Tuberous sclerosis complex (TSC), a neurocutaneous disorder affecting ~1:6000 live births, affects ~50,000 in the US (1). In 85% of cases, the disorder results from mutations in the TSC1 (9q34) or TSC2 (16p13·3) genes that code for hamartin and tuberin, respectively. The latter are more common and cause more severe pathology (2 disease in multiple organs). Clinical symptoms and pathological findings in TSC are primarily from mammalian target of rapamycin complex 1 (mTORC1) hyperactivity. TSC affects multiple organ systems prominently involving the brain, skin, kidneys and lungs (3, 4).
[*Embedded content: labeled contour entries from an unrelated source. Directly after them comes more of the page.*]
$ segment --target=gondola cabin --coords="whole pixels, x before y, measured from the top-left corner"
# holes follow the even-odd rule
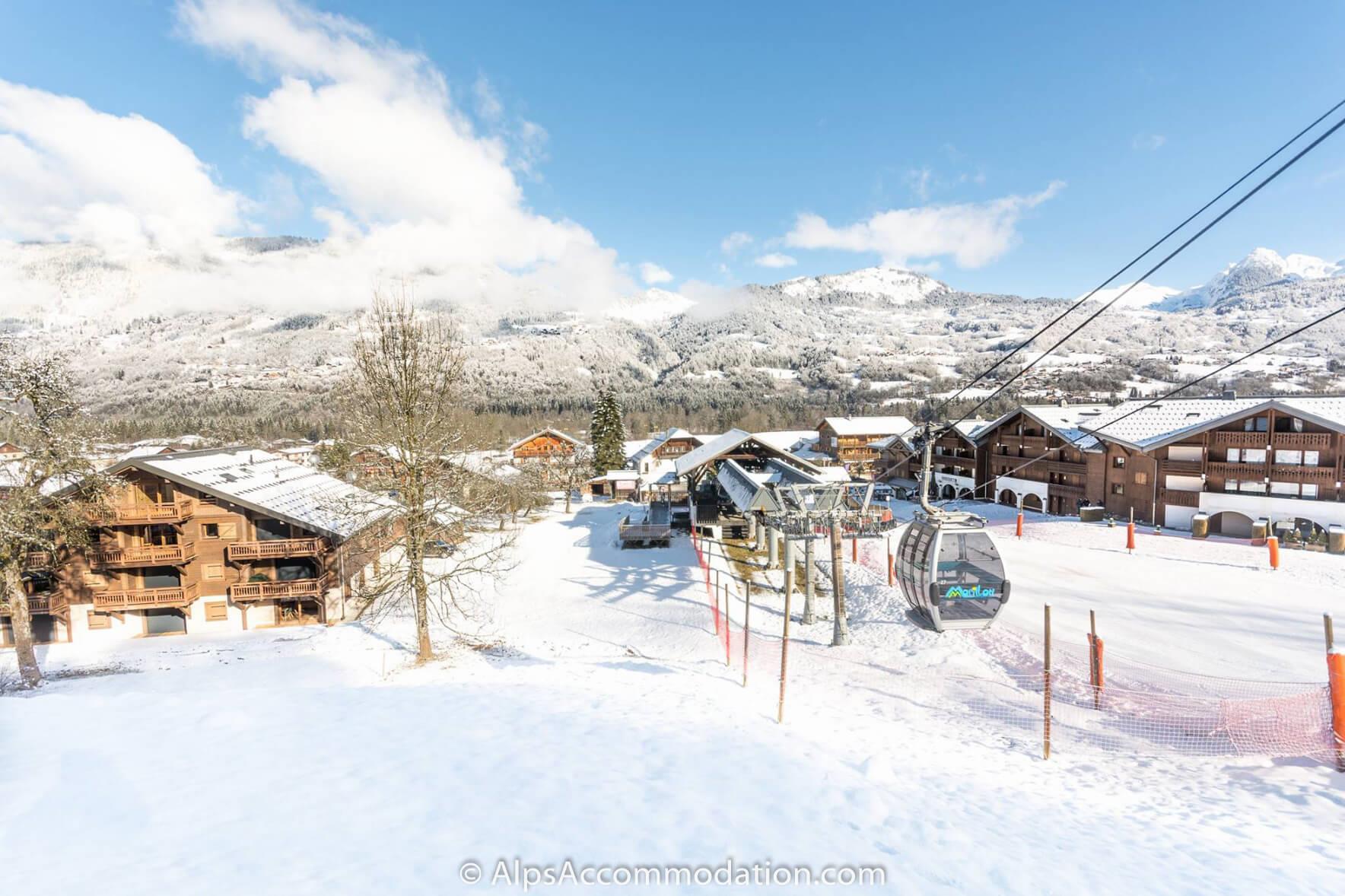
[[[1009,600],[1003,558],[971,514],[917,517],[897,548],[907,603],[935,631],[986,628]]]

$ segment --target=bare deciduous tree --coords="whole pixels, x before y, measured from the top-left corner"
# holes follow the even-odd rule
[[[401,505],[401,562],[366,581],[373,618],[410,607],[417,657],[430,659],[430,615],[455,634],[482,616],[480,592],[504,566],[512,531],[477,523],[503,513],[504,490],[468,487],[471,414],[461,406],[464,350],[453,323],[416,308],[404,288],[375,295],[355,343],[351,429],[382,452],[381,472],[362,484]]]
[[[63,358],[30,355],[0,340],[0,409],[26,452],[0,465],[0,604],[13,628],[20,685],[36,687],[42,669],[27,583],[35,570],[54,568],[62,552],[87,544],[90,519],[112,483],[90,460],[86,420]]]

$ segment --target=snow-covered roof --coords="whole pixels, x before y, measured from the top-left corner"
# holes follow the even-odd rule
[[[391,498],[257,448],[132,457],[108,472],[128,468],[159,474],[207,495],[336,538],[350,538],[399,507]]]
[[[576,445],[576,447],[584,444],[578,439],[576,439],[574,436],[564,433],[560,429],[551,429],[550,426],[547,426],[546,429],[538,429],[537,432],[534,432],[530,436],[523,436],[522,439],[519,439],[518,441],[515,441],[512,445],[510,445],[504,451],[514,451],[515,448],[521,448],[521,447],[526,445],[527,443],[533,441],[534,439],[537,439],[539,436],[555,436],[561,441],[568,441],[568,443],[570,443],[572,445]]]
[[[831,426],[838,436],[894,436],[911,429],[911,421],[896,414],[892,417],[823,417],[818,424]]]
[[[1310,420],[1328,429],[1345,432],[1345,396],[1245,396],[1208,398],[1165,398],[1150,406],[1147,401],[1127,401],[1108,408],[1106,414],[1084,424],[1084,429],[1104,441],[1149,451],[1228,421],[1274,409]],[[1137,410],[1142,408],[1142,410]],[[1115,421],[1115,422],[1112,422]]]
[[[1001,424],[1024,413],[1080,451],[1099,451],[1100,443],[1089,435],[1089,424],[1100,420],[1112,408],[1114,405],[1020,405],[976,428],[968,439],[983,441]]]
[[[757,439],[756,436],[753,436],[752,433],[749,433],[746,429],[730,429],[729,432],[724,433],[722,436],[716,436],[714,439],[712,439],[710,441],[705,443],[699,448],[689,451],[685,455],[682,455],[681,457],[678,457],[677,461],[675,461],[677,463],[677,475],[678,476],[685,476],[689,472],[691,472],[693,470],[695,470],[697,467],[714,460],[720,455],[725,455],[725,453],[728,453],[730,451],[734,451],[738,445],[741,445],[741,444],[744,444],[745,441],[749,441],[749,440],[756,440],[761,445],[764,445],[765,448],[768,448],[771,451],[775,451],[776,453],[784,455],[790,460],[790,463],[795,464],[796,467],[802,467],[803,470],[806,470],[806,471],[808,471],[811,474],[819,474],[820,470],[822,470],[820,467],[818,467],[818,465],[815,465],[815,464],[804,460],[803,457],[799,457],[796,455],[791,455],[788,451],[785,451],[783,448],[776,448],[771,443],[768,443],[768,441],[765,441],[763,439]]]

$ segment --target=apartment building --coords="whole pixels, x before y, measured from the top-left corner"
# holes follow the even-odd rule
[[[1110,405],[1022,405],[987,422],[972,437],[975,494],[1048,514],[1076,514],[1098,503],[1103,445],[1085,426],[1110,410]]]
[[[873,476],[881,449],[873,443],[911,429],[909,420],[893,417],[826,417],[818,424],[818,451],[830,455],[851,476]]]
[[[1107,510],[1134,509],[1173,529],[1204,513],[1210,531],[1239,537],[1258,519],[1307,537],[1345,526],[1345,397],[1229,393],[1145,404],[1083,424],[1102,443]]]
[[[398,505],[254,448],[130,457],[89,548],[28,560],[39,642],[346,619]],[[0,603],[0,644],[12,643]]]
Neurological disorders are probably the leading cause of morbidity and mortality (5) - seizures affect up to 90% of patients, often with early onset and medical intractability, and are associated with high rates of intellectual disability and autism (6–9). Other neuropsychiatric disorders complicate TSC: language delays, impaired social and emotional skills, aggressive behavior, attention-deficit, anxiety, and affective and motor disorders (9, 10).

TSC brain lesions include subependymal giant cell astrocytomas (SEGAs) and nodules that can occur throughout the brain [although predominate in subcortical nuclei (11)], cortical and subcortical tubers, cerebral cortex and cerebellum developmental malformations comprised of disorganized structures lacking six-layered lamination and containing dysplastic neurons, astrocytes and/or giant cells. The tubers’ number and size correlate in some studies with autism, intellectual disability and epilepsy severity (12, 13). In patients with refractory epilepsy and a single large tuber, its resection is associated with more than 90% reduction in seizures (14). The relation between MRI lesion burden and neurologic phenotype, however, is imperfect: TSC patients with many tubers can have normal IQ, while others with just a few may suffer severe intellectual disability (13). Moreover, some TSC patients with clinically symptomatic SEGAs have many cortical tubers but no seizures, and require no anti-epileptic medication. Finally, TSC animal models have been able to replicate hyper-excitable brains and seizures, but lack tubers (15–17).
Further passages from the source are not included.